Of possible interest: fast UTF8 validation

Thu May 17 17:26:04 UTC 2018

On Thursday, 17 May 2018 at 17:16:03 UTC, Walter Bright wrote:
> On 5/16/2018 10:01 PM, Joakim wrote:
>> Unicode was a standardization of all the existing code pages 
>> and then added these new transfer formats, but I have long 
>> thought that they'd have been better off going with a 
>> header-based format that kept most languages in a single-byte 
>> scheme, as they mostly were except for obviously the Asian CJK 
>> languages. That way, you optimize for the common string, ie 
>> one that contains a single language or at least no CJK, rather 
>> than pessimizing every non-ASCII language by doubling its 
>> character width, as UTF-8 does.

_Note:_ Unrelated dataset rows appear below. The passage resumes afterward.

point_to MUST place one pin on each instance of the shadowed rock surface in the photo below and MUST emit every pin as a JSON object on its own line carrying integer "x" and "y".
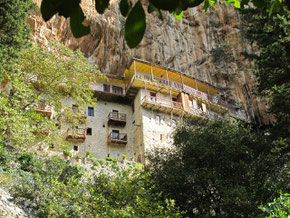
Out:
{"x": 207, "y": 46}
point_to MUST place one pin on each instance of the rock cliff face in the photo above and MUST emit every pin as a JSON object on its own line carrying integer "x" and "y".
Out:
{"x": 204, "y": 45}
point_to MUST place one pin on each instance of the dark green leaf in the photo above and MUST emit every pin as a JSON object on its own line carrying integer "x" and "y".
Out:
{"x": 102, "y": 5}
{"x": 125, "y": 6}
{"x": 194, "y": 3}
{"x": 258, "y": 3}
{"x": 167, "y": 5}
{"x": 275, "y": 7}
{"x": 244, "y": 2}
{"x": 135, "y": 25}
{"x": 76, "y": 19}
{"x": 151, "y": 8}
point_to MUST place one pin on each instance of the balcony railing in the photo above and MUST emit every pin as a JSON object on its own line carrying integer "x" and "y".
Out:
{"x": 116, "y": 118}
{"x": 78, "y": 134}
{"x": 118, "y": 138}
{"x": 44, "y": 109}
{"x": 187, "y": 89}
{"x": 162, "y": 102}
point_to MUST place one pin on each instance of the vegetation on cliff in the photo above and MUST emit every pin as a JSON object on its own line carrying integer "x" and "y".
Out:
{"x": 51, "y": 187}
{"x": 136, "y": 17}
{"x": 219, "y": 168}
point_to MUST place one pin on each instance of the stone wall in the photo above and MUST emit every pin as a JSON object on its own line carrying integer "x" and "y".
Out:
{"x": 205, "y": 45}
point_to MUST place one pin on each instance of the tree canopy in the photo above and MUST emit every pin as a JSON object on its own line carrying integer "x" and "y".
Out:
{"x": 136, "y": 17}
{"x": 219, "y": 168}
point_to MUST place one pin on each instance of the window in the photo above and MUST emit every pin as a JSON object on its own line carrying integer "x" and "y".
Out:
{"x": 203, "y": 107}
{"x": 194, "y": 103}
{"x": 75, "y": 108}
{"x": 90, "y": 111}
{"x": 153, "y": 96}
{"x": 89, "y": 131}
{"x": 174, "y": 123}
{"x": 106, "y": 88}
{"x": 157, "y": 118}
{"x": 117, "y": 90}
{"x": 115, "y": 134}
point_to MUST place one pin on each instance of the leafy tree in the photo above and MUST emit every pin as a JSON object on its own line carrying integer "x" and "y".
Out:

This UTF-8 issue is one of the 
>> first topics I raised in this forum, but as you noted at the 
>> time nobody agreed and I don't want to dredge that all up 
>> again.
>
> It sounds like the main issue is that a header based encoding 
> would take less size?
>
> If that's correct, then I hypothesize that adding an LZW 
> compression layer would achieve the same or better result.

Indeed, and some other compression/deduplication options that 
would allow limited random access / slicing (by decoding a single 
“block” to access an element for instance).

Anything that depends on external information and is not 
self-sync is awful for interchange. Internally the application 
can do some smarts though, but even then things like interning 
(partial interning) might be more valuable approach. TCP being 
reliable just plain doesn’t cut it. Corruption of single bit is 
very real.